Ohne den Iran geht es nicht – Trump hat dem Regime in Teheran mit dem Krieg aufgezeigt, wie mächtig die Kontrolle über die Straße von Hormus für die Weltwirtschaft ist.
Als Donald Trump am 11. März 2026 nach Angriffen auf iranische Militär- und Industrieanlagen in einem Interview erklärte, alle Ziele im Iran seien zerstört und es gebe „praktisch nichts mehr, was man bombardieren könne“, hielt er das selbst für eine gute Nachricht. Tatsächlich ist es das Gegenteil, wie NTV berichtete.
Ein militärischer Angriff ist nicht schon dann erfolgreich, wenn operative Ziele erreicht werden – etwa die Zerstörung einer Raketenabschussrampe oder die Ausschaltung von Führungspersonen. Strategischer Erfolg zeigt sich erst, wenn kombinierte Angriffe messbare Wirkungen entfalten, so NTV. Der Iran bedroht die Straße von Hormus. Der daraus resultierende Frachterstau treibt die Ölpreise auf Höchststände und belastet die Börsen weltweit. Gleichzeitig werden Lieferketten unterbrochen und die Welt rückt laut Internationaler Energieagentur in die Nähe einer schweren Öl- und Gaskrise.
Zugleich hat sich der Iran mit der Kontrolle über die Straße von Hormus einen mächtigen Hebel geschaffen, den der Iran zuvor nur theoretisch besaß. Die Sicherung der Meerenge gegen Raketen oder Drohnen ist äußerst schwierig. Zudem erkennt das Regime in Teheran, dass sich über eine Art Schutzgebühr für freies Geleit eine dauerhafte Einnahmequelle erschließen lassen könnte.
Ein möglicher Einsatz amerikanischer Elitetruppen zur Besetzung der Insel Charg würde die Lage weiter verschärfen. Über die dortigen Terminals wickelt der Iran rund 85 bis 90 Prozent seiner Rohölexporte ab. Ein Einbruch dieser Exporte würde das Regime wirtschaftlich stark unter Druck setzen. Doch ein derart bedrängtes Regime könnte zu drastischen Maßnahmen greifen – etwa zur Verminung der Straße von Hormus.

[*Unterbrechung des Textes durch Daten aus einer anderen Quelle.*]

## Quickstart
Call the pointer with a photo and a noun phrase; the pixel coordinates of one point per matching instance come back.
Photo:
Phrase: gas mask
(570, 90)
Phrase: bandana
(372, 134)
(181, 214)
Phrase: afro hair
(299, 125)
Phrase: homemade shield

Die iranische Strategie zielt derzeit klar auf Eskalation. Steigende Öl- und Gaspreise sollen die Weltwirtschaft erschüttern und zugleich die wirtschaftlichen Modelle der Golfstaaten schwächen – etwa als Drehkreuze für Luftverkehr, Finanzplätze, Technologiezentren mit KI und Tourismus. Anders als in früheren Konflikten reagiert Teheran nicht mehr begrenzt, sondern gezielt destabilisierend. Ziel ist es, Unsicherheit an den Märkten zu erzeugen und so den Druck auf Trump zu erhöhen. Fallende Börsenkurse treffen auch die Altersvorsorge vieler Amerikaner, während steigende Energiepreise die Verbraucher in den USA direkt belasten. Gleichzeitig gerät auch die Weltwirtschaft ins Wanken, insbesondere bei anhaltend hohen Energiepreisen und möglichen Versorgungsstörungen im Falle einer längerfristigen Blockade der Straße von Hormus.
Das Regime im Iran steht mit dem Rücken zur Wand, unterdrückt weiterhin die eigene Bevölkerung und kontrolliert die Kommunikation im Land. Ein baldiger Sturz ist nicht absehbar. Trump wird erkennen müssen, dass er diesen Krieg nicht allein beenden kann. Das ist nur gemeinsam mit dem Iran möglich, der mit der Kontrolle über die Straße von Hormus ein starkes Druckmittel besitzt. Wie beim Tango braucht es zwei, um ihn zu tanzen – und zwei, um ihn zu beenden. Genau das lernt Trump gerade.